Calescamantes populations in GBS, Yellowstone, and Gongxiaoshe are predicted to be heterotrophic, motile bacteria that have the capability to respire aerobically and incorporate carbon into biomass through protein transport and metabolism (Fig. 4; also see Fig. S4 and S5 in the supplemental material). Additionally, these Calescamantes populations are putative facultative anaerobes, capable of reducing oxidized nitrogen sources in the absence or limitation of oxygen. The sediment environment in GBS is likely to be either hypoxic or anoxic, and the bulk water in GBS has a relatively low oxygen tension (25 to 50 μM), with nitrate and nitrite concentrations of 1.8 to 16 and 0.79 to 10.2 μM, respectively (22). Previous analysis at this spring has shown that chemolithotrophic ammonia oxidation and denitrification are active processes in GBS sediments (64). Although chemolithotrophic nitrite oxidation has not been measured directly in GBS, enrichment cultures for nitrite-oxidizing bacteria (NOB) in GBS and other geothermal springs failed to show evidence of nitrite oxidation above ∼65°C (65), and evidence of NOB above these temperatures is absent from 16S rRNA gene censuses (23, 24, 64) and metagenomes (data not shown). These data are consistent with a model in which ammonia from the source pool is oxidized to nitrite by ammonia-oxidizing archaea in the genus “Nitrosocaldus,” followed by anaerobic respiration of nitrite to nitrous oxide or dinitrogen (22, 64). In addition to the predicted capacity for nitrite reduction to dinitrogen by Calescamantes, Thermus thermophilus isolates from GBS are also capable of reduction of nitrate to nitrous oxide but lack the ability to reduce nitrous oxide to dinitrogen (22). As such, Thermus thermophilus and Calescamantes could be important consumers of the nitrite produced by Nitrosocaldus, where the combined activities of these organisms may result in complete denitrification to dinitrogen. The colocalization of the ACIII complex gene with the nirS gene provides further evidence of the potential ability of Calescamantes to reduce oxidized nitrogen sources. As it is unlikely that the ACIII complex conserves as much energy as the bc complex, the eNOR gene likely conserves more energy in the reduction of nitric oxide to nitrous oxide, which could make up for this loss (57, 61).

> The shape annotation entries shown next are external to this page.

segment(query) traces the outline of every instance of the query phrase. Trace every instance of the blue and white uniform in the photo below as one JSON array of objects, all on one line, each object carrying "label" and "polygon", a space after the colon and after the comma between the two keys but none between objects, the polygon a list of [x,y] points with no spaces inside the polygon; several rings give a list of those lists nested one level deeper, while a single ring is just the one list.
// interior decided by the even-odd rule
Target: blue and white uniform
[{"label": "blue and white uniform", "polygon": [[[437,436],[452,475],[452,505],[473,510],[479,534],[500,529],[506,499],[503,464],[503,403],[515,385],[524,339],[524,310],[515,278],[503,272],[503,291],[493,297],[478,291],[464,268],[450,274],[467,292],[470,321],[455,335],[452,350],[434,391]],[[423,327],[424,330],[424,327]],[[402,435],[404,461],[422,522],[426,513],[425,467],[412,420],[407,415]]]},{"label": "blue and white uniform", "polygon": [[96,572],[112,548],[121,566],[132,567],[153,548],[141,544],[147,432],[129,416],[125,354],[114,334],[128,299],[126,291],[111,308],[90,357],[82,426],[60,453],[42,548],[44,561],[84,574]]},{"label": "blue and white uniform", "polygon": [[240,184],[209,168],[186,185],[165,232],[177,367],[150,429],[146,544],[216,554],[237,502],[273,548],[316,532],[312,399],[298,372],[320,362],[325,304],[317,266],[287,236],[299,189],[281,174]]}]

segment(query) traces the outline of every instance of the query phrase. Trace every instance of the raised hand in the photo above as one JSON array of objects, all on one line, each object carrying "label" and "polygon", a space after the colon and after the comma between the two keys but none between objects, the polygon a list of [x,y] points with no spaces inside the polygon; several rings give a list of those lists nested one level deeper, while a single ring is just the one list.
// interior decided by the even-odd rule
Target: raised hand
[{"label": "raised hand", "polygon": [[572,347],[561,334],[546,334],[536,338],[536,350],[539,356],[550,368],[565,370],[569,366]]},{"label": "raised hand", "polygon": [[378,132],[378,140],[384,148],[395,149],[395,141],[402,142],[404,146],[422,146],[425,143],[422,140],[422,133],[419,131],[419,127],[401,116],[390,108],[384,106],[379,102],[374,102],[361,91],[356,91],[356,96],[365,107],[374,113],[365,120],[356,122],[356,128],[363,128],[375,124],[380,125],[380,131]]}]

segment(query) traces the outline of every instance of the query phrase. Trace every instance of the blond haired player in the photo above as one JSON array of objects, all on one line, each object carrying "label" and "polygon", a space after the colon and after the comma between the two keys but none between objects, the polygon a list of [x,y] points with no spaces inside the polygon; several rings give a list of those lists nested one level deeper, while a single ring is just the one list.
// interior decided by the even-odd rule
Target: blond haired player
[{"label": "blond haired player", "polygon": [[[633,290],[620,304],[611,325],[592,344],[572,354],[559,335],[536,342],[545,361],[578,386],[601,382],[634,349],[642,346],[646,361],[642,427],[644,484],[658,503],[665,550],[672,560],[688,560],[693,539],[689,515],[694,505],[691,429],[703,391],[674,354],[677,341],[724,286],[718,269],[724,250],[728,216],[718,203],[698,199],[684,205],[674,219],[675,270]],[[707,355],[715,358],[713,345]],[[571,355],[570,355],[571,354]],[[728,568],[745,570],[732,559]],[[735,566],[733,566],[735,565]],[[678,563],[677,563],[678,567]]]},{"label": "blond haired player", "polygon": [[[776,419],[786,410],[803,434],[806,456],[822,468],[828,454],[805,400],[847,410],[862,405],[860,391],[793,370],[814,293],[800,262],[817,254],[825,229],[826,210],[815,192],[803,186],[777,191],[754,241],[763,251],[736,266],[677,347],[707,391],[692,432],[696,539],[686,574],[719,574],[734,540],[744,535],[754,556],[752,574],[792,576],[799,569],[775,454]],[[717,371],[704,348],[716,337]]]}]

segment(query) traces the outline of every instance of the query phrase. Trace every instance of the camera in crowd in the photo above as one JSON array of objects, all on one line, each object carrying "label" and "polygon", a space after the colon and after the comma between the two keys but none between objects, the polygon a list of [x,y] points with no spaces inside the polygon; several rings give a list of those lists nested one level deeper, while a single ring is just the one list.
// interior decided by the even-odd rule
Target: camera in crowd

Octopus Spring (66) and Gongxiaoshe (14) also harbored abundant populations of Thermus and Nitrosocaldus, making up 10 to 20% and 5 to 10% of the microbial community, respectively, in the two springs (13, 14) and indicating similar cometabolic roles in these communities. The oxygen tension in all studied springs was between 10 and 50 μM at or near the source. Although ammonia and nitrate were below detectable limits at Gongxiaoshe, nitrite was present (∼26 μM). Ammonium and nitrate were present in Octopus Spring (2.3 and 6 μM, respectively) (13), although nitrite was not directly measured. Low ammonium and nitrite levels at Bison Pool (not detected and 0.4 μM, respectively) may contribute to the low abundance of Calescamantes in this spring.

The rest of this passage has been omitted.